To test the performance of our pipeline with top ranked features that are most effective for the nuclei classification task, we used various feature selection methods that are compared in (60). We found that the classification performance was not improved when feature selection methods were used and that our original 125-dimensional feature vector, which was designed using domain knowledge, gave the best results. We have reported the top 10 features chosen by the Fisher’s method (62) in Table 6. As shown, top ranking features correspond to Haralick texture features. This finding also matches with other research article findings in the literature (50).
Table 6.
TOP 10 FEATURE RANKS FOR NUCLEI CLASSIFICATION TASK | |
---|---|
LVS. BM | B VS. M |
Cluster Shade at 135° | SD histogram of gray scale pixel intensity |
Cluster Shade at 0° | Mean histogram of gray scale pixel intensity |
Cluster Shade at 90° | Cluster Shade at 45° |
Cluster Shade at 45° | Cluster Shade at 135° |
Autocorrelation at 135° | Cluster Shade at 90° |
Sum variance at 135° | Cluster Shade at 0° |
Autocorrelation at 45° | Correlation at 45° |
Sum variance at 135° | Correlation at 135° |
Sum variance at 90° | Energy at 45° |
Sum variance at 0° | Energy at 135° |
As shown top features correspond to Haralick texture features.

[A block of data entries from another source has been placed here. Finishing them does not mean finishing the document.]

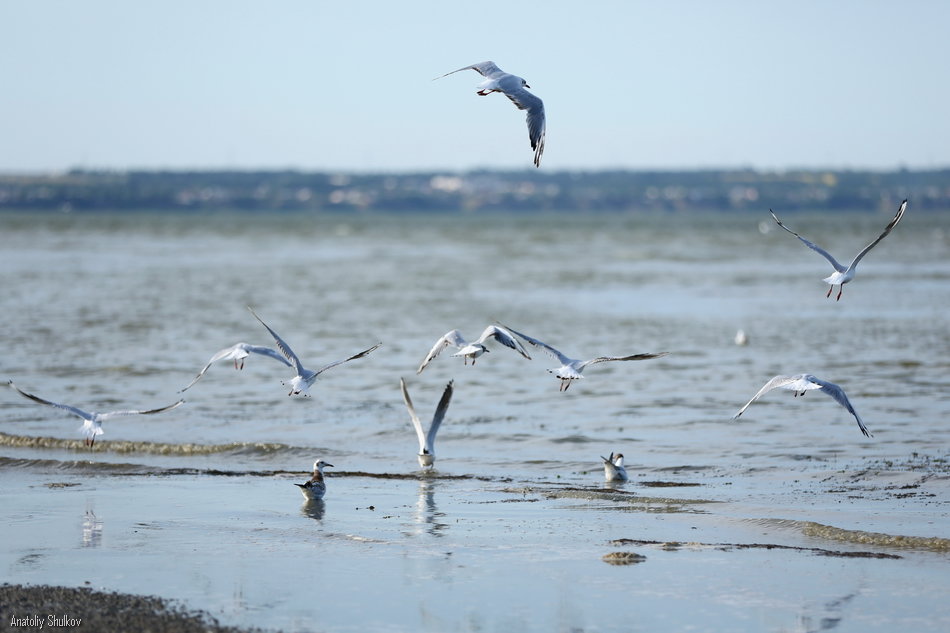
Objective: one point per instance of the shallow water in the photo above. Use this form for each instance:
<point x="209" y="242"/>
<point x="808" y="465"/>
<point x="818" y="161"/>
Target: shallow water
<point x="113" y="311"/>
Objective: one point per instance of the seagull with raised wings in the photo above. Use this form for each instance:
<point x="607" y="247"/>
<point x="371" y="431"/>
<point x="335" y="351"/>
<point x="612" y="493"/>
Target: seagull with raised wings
<point x="801" y="384"/>
<point x="474" y="349"/>
<point x="843" y="274"/>
<point x="238" y="353"/>
<point x="513" y="87"/>
<point x="92" y="420"/>
<point x="426" y="454"/>
<point x="304" y="379"/>
<point x="613" y="468"/>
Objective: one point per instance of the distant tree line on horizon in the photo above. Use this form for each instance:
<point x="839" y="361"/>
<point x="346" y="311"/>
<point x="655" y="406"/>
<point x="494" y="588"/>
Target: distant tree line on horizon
<point x="512" y="191"/>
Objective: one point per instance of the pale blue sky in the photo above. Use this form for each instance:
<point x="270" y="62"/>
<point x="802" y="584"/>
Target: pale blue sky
<point x="347" y="85"/>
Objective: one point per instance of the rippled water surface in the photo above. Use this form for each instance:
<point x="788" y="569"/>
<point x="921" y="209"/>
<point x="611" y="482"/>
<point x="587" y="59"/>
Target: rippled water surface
<point x="121" y="311"/>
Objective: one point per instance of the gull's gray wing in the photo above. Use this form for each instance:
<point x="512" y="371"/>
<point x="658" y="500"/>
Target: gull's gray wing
<point x="85" y="415"/>
<point x="535" y="118"/>
<point x="282" y="345"/>
<point x="440" y="410"/>
<point x="838" y="394"/>
<point x="812" y="246"/>
<point x="887" y="229"/>
<point x="774" y="383"/>
<point x="485" y="69"/>
<point x="346" y="360"/>
<point x="267" y="351"/>
<point x="504" y="337"/>
<point x="416" y="422"/>
<point x="453" y="337"/>
<point x="544" y="347"/>
<point x="257" y="349"/>
<point x="218" y="356"/>
<point x="115" y="414"/>
<point x="604" y="359"/>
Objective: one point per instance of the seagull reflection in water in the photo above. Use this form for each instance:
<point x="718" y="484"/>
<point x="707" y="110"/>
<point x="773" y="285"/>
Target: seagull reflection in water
<point x="427" y="517"/>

We have also applied the proposed automated method on a whole slide image to find regions of high residual cancer (Fig. 6). As seen in Fig. 6, our proposed method was able to find regions with high residual cancer cellularity while neglecting regions that contained normal components.
Discussion and Conclusion
In this study, we developed a framework to automatically estimate residual cancer cellularity from patches within whole slide images of BCa. We extensively validated the framework using a dataset consisting of 64 patients (n = 121 WSIs) and we demonstrated that the automated method correlated well with the pathologist’s assessment of cellularity. This allows cellularity to be automatically assessed over a WSI and can be used as part of a pipeline to assess tumor burden post NAT.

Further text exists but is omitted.